While the district court relied only on the PSR, the state court indictment and judgment, and the statements of the attorneys at sentencing, the Government supplemented the record on appeal with a certified copy of Perales-Solis’s judicial confession. 2

*445 II. DISCUSSION

A

Under the Guidelines, the offense level for unlawfully entering the United States is increased by twelve levels if the defendant was previously deported after being convicted of a drug trafficking offense that resulted in a sentence of thirteen months or less of imprisonment. § 2L1.2(b)(l)(B). A “drug trafficking offense” is defined as “an offense under federal, state, or local law that prohibits the manufacture, import, export, distribution, or dispensing of a controlled substance (or a counterfeit substance) or the possession of a controlled substance (or counterfeit substance) with intent to manufacture, import, export, distribute, or dispense.” § 2L1.2, cmt. n. 1(B)(iv). Because Perales-Solis properly objected to the district court’s application of the Guidelines, we review the conclusion that a prior state conviction constitutes a drug trafficking offense de novo. United States v. Lopez-Salas, 513 F.3d 174, 178 (5th Cir.2008).

Perales-Solis previously pleaded guilty to Delivery of Marihuana in violation of Texas Health and Safety Code § 481.120 and was sentenced to eight months in prison. To “deliver” under Texas law is defined broadly to mean “to transfer, actually or constructively, to another a controlled substance ... regardless of whether there is an agency relationship ... [and] includes offering to sell a controlled substance .... ” Tex. Health & Safety Code § 481.002(8).

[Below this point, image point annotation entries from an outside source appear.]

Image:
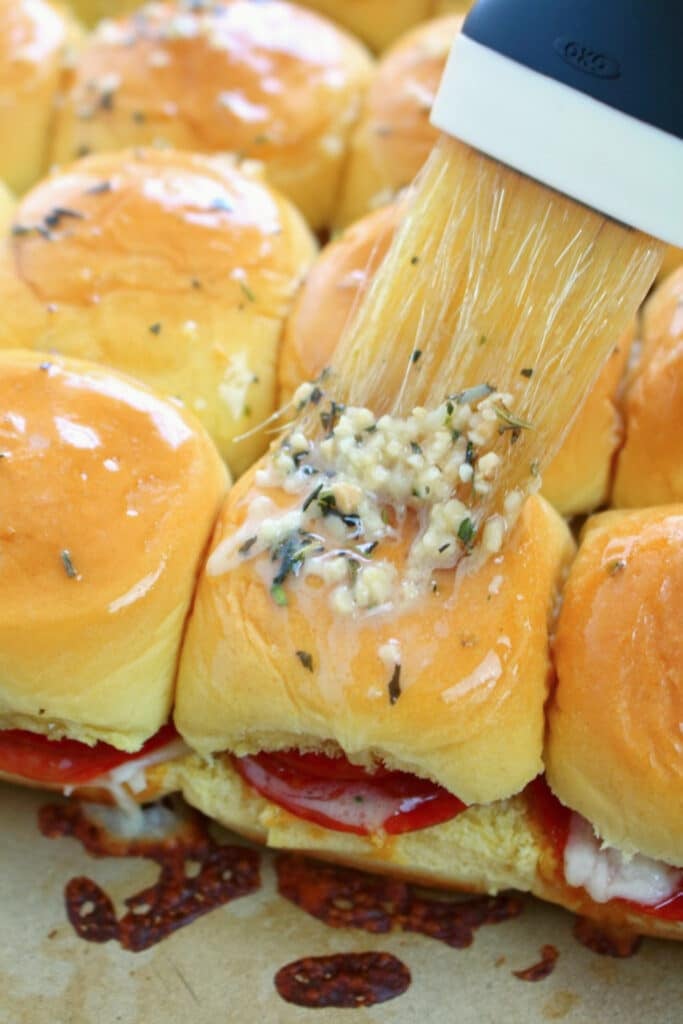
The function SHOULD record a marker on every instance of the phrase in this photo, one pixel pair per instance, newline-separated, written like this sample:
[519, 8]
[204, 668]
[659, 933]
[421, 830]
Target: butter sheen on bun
[35, 38]
[176, 268]
[109, 494]
[268, 81]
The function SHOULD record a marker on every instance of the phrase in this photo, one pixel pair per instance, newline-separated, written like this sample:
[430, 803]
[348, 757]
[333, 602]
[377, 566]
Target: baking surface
[221, 967]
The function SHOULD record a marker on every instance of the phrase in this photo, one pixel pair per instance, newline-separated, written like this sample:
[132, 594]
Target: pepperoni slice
[67, 762]
[331, 792]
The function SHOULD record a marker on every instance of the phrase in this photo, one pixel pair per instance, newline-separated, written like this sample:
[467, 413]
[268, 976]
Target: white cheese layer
[605, 873]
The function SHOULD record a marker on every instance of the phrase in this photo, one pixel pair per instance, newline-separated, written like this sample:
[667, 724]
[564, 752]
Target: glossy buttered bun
[393, 136]
[473, 656]
[578, 478]
[267, 81]
[176, 268]
[613, 751]
[649, 470]
[35, 42]
[108, 496]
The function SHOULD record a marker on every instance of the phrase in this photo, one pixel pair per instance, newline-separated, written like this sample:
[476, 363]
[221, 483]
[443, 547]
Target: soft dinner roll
[579, 477]
[377, 22]
[649, 470]
[268, 81]
[393, 136]
[613, 750]
[35, 42]
[176, 268]
[6, 208]
[109, 494]
[473, 657]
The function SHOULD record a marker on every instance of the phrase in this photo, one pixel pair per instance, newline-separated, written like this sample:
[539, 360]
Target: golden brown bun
[7, 204]
[613, 751]
[393, 136]
[577, 480]
[484, 849]
[109, 494]
[377, 22]
[271, 82]
[473, 667]
[176, 268]
[649, 470]
[35, 38]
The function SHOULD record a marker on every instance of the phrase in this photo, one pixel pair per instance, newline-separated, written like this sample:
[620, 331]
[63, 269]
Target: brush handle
[586, 97]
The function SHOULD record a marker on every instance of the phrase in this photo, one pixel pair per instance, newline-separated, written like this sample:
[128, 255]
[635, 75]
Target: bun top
[34, 36]
[268, 671]
[394, 136]
[614, 750]
[174, 267]
[269, 81]
[108, 494]
[649, 470]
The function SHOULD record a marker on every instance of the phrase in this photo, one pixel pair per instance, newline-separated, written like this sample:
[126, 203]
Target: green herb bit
[394, 685]
[472, 394]
[245, 548]
[68, 564]
[511, 421]
[466, 531]
[306, 659]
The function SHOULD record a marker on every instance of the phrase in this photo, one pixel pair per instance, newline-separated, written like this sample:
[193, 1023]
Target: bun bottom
[485, 849]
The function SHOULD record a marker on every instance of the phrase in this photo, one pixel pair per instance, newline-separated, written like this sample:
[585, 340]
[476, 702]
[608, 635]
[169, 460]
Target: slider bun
[473, 662]
[35, 37]
[485, 849]
[577, 479]
[176, 268]
[377, 22]
[107, 500]
[649, 470]
[393, 136]
[267, 81]
[613, 750]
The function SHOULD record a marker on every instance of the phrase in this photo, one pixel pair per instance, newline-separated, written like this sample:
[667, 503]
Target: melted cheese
[605, 873]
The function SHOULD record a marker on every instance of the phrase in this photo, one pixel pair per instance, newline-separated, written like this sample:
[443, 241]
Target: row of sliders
[197, 278]
[409, 741]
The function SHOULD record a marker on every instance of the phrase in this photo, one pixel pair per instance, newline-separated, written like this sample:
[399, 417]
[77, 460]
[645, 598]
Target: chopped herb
[245, 548]
[471, 394]
[99, 189]
[220, 203]
[305, 658]
[511, 421]
[466, 531]
[394, 685]
[311, 498]
[68, 564]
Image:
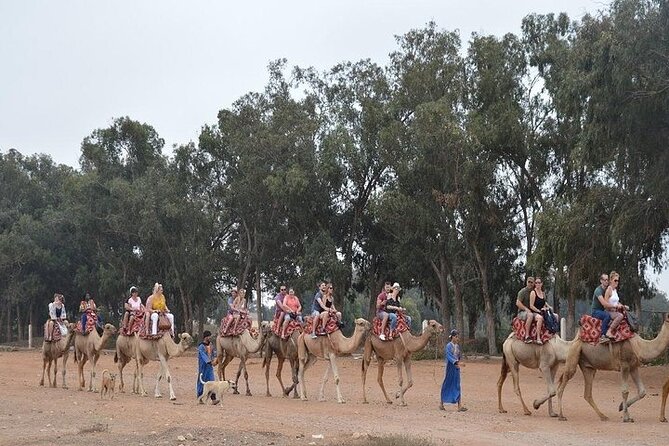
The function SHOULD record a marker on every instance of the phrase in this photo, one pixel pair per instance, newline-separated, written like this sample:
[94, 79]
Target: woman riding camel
[57, 315]
[156, 305]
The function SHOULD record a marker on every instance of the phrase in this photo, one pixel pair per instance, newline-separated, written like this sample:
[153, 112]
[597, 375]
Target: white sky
[69, 67]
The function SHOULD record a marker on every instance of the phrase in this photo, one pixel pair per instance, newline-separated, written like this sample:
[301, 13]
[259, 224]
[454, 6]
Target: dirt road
[31, 415]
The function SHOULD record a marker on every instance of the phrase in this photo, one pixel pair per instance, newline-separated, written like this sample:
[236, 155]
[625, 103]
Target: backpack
[551, 322]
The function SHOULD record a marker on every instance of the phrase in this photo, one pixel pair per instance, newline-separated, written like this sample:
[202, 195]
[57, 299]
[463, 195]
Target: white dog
[215, 387]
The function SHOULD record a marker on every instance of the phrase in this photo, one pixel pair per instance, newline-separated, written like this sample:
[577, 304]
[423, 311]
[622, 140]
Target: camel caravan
[147, 334]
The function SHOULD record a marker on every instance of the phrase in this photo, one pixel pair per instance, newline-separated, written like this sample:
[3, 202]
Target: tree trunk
[473, 319]
[487, 300]
[258, 297]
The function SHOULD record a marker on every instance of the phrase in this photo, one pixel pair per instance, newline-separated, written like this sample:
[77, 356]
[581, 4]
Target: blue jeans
[605, 317]
[392, 317]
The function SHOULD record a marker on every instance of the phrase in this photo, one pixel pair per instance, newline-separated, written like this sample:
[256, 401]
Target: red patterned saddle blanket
[292, 326]
[591, 330]
[134, 324]
[519, 330]
[228, 328]
[56, 334]
[144, 330]
[331, 327]
[401, 327]
[91, 320]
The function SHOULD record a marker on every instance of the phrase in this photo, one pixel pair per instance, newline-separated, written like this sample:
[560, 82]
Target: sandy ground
[32, 415]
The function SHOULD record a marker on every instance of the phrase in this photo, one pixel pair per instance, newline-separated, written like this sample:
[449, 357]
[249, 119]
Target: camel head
[362, 324]
[434, 327]
[188, 339]
[109, 329]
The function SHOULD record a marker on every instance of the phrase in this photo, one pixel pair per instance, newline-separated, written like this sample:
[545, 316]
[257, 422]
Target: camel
[546, 358]
[51, 351]
[230, 347]
[399, 349]
[665, 392]
[88, 347]
[283, 349]
[125, 352]
[625, 357]
[161, 349]
[328, 347]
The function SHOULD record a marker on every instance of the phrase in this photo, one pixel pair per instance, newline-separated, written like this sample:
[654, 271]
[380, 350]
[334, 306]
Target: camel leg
[407, 365]
[641, 389]
[267, 363]
[66, 355]
[366, 360]
[321, 392]
[549, 376]
[665, 392]
[91, 383]
[500, 383]
[168, 377]
[589, 377]
[305, 363]
[121, 364]
[44, 368]
[335, 372]
[516, 384]
[140, 370]
[279, 370]
[293, 370]
[82, 362]
[381, 363]
[242, 368]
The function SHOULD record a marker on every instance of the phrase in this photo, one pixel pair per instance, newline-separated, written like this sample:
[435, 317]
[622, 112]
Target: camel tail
[505, 366]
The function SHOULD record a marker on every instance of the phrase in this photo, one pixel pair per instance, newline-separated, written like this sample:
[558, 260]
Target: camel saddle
[401, 327]
[591, 330]
[144, 331]
[91, 320]
[56, 335]
[519, 330]
[137, 323]
[227, 324]
[277, 327]
[331, 327]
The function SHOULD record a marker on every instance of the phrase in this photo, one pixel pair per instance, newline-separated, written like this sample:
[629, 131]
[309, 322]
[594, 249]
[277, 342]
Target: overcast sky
[70, 67]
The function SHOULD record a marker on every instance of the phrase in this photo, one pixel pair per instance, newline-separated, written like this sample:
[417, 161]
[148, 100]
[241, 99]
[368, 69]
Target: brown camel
[125, 352]
[51, 351]
[399, 349]
[283, 349]
[328, 347]
[665, 392]
[88, 347]
[161, 349]
[546, 358]
[230, 347]
[625, 357]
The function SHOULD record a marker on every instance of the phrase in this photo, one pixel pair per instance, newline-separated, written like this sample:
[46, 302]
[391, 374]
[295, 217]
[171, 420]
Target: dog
[108, 383]
[215, 387]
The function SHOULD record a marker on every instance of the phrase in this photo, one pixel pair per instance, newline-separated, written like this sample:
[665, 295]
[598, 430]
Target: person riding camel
[155, 306]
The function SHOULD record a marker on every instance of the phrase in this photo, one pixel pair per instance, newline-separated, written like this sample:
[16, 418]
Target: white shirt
[614, 299]
[135, 304]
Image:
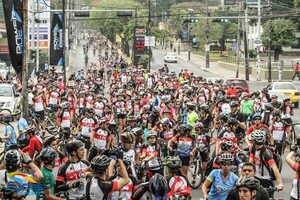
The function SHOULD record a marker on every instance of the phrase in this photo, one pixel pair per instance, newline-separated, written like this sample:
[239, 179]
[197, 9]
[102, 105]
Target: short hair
[250, 164]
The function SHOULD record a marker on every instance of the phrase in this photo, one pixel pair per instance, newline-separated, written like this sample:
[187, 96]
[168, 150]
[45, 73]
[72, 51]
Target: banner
[56, 42]
[14, 27]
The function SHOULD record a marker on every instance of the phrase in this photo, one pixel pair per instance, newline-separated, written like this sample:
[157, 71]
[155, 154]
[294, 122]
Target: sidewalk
[214, 67]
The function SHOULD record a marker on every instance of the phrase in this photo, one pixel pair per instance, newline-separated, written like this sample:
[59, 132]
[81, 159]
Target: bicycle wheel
[194, 175]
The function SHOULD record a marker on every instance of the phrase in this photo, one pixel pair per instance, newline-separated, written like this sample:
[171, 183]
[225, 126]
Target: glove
[119, 154]
[77, 184]
[26, 159]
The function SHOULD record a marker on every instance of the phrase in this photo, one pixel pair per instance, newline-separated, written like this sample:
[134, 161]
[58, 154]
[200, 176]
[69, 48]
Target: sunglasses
[226, 163]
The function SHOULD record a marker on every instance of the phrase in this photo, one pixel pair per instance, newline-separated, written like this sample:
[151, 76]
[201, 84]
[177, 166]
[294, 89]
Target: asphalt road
[77, 63]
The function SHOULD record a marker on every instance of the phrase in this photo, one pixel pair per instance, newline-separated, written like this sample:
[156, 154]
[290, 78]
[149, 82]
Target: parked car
[9, 97]
[240, 84]
[170, 57]
[288, 89]
[6, 71]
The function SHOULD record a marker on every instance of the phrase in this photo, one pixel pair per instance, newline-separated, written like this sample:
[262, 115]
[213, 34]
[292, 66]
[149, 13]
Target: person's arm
[278, 176]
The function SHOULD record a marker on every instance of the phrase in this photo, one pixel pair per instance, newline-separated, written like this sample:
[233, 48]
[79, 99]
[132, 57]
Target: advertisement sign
[14, 27]
[56, 41]
[43, 18]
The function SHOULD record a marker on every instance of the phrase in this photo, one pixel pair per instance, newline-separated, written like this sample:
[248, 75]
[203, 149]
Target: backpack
[276, 158]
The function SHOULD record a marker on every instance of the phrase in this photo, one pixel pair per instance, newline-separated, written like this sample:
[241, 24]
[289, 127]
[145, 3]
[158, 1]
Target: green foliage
[283, 34]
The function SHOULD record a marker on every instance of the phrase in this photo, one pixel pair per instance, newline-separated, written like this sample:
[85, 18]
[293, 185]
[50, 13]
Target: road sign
[150, 41]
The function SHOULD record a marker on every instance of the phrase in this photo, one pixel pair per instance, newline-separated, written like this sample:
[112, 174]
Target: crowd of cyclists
[122, 132]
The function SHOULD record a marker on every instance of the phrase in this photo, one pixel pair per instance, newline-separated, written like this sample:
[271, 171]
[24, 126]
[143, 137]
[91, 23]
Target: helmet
[255, 116]
[199, 125]
[276, 113]
[48, 140]
[127, 160]
[127, 137]
[158, 186]
[6, 118]
[173, 162]
[226, 145]
[165, 121]
[232, 121]
[137, 131]
[249, 182]
[73, 146]
[224, 117]
[152, 133]
[99, 164]
[48, 155]
[268, 106]
[156, 109]
[30, 129]
[226, 157]
[12, 157]
[258, 136]
[204, 106]
[65, 105]
[234, 104]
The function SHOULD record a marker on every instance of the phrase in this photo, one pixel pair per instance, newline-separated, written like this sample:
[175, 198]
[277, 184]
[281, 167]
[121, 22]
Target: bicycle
[195, 174]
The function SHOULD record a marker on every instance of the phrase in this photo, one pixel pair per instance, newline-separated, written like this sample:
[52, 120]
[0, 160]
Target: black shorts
[121, 116]
[185, 160]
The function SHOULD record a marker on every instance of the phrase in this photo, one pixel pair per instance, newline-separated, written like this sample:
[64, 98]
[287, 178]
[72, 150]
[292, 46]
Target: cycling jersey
[70, 173]
[220, 188]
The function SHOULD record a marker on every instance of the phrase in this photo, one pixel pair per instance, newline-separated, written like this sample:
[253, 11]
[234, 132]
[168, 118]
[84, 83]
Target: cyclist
[9, 132]
[151, 155]
[72, 175]
[221, 180]
[262, 157]
[99, 186]
[293, 159]
[185, 146]
[177, 183]
[280, 131]
[48, 156]
[22, 125]
[248, 188]
[156, 189]
[248, 170]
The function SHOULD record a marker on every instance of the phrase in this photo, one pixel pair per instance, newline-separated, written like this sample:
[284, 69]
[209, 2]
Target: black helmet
[232, 121]
[173, 162]
[99, 164]
[249, 182]
[48, 155]
[73, 146]
[12, 157]
[256, 115]
[158, 186]
[234, 104]
[48, 140]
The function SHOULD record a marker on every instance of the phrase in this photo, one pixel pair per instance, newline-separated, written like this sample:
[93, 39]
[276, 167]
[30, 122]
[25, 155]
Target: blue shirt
[10, 130]
[220, 188]
[22, 126]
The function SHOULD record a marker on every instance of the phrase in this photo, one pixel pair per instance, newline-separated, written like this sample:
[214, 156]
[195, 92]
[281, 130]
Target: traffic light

We have held that a similar provision prohibiting the manufacture and delivery of other controlled substances, which is subject to the same statutory definition of “deliver,” see § 481.112, “encompasses both conduct that does constitute a drug trafficking offense (transferring cocaine) and conduct that does not (offering to sell cocaine).” United States v. Garcia-Arellano, 522 F.3d 477, 480 (5th Cir.2008) (quoting United States v. Morales-Martinez, 496 F.3d 356, 358 (5th Cir. 2007)). Texas Health and Safety Code § 481.120 is also such a statute.

Consequently, as with prior convictions under § 481.112, we must determine whether Perales-Solis’s conviction under § 481.120 constitutes a drug trafficking offense. Generally, we apply the “categorical approach” as established in Shepard v. United States, 544 U.S. 13, 125 S.Ct. 1254, 161 L.Ed.2d 205 (2005), and Taylor v. United States, 495 U.S. 575, 110 S.Ct. 2143, 109 L.Ed.2d 607 (1990), to this inquiry. See Lopez-Salas, 513 F.3d at 178; United States v. Garza-Lopez, 410 F.3d 268, 273-74 (5th Cir.2005); United States v. Gutierrez-Ramirez, 405 F.3d 352, 356-57 (5th Cir.2005).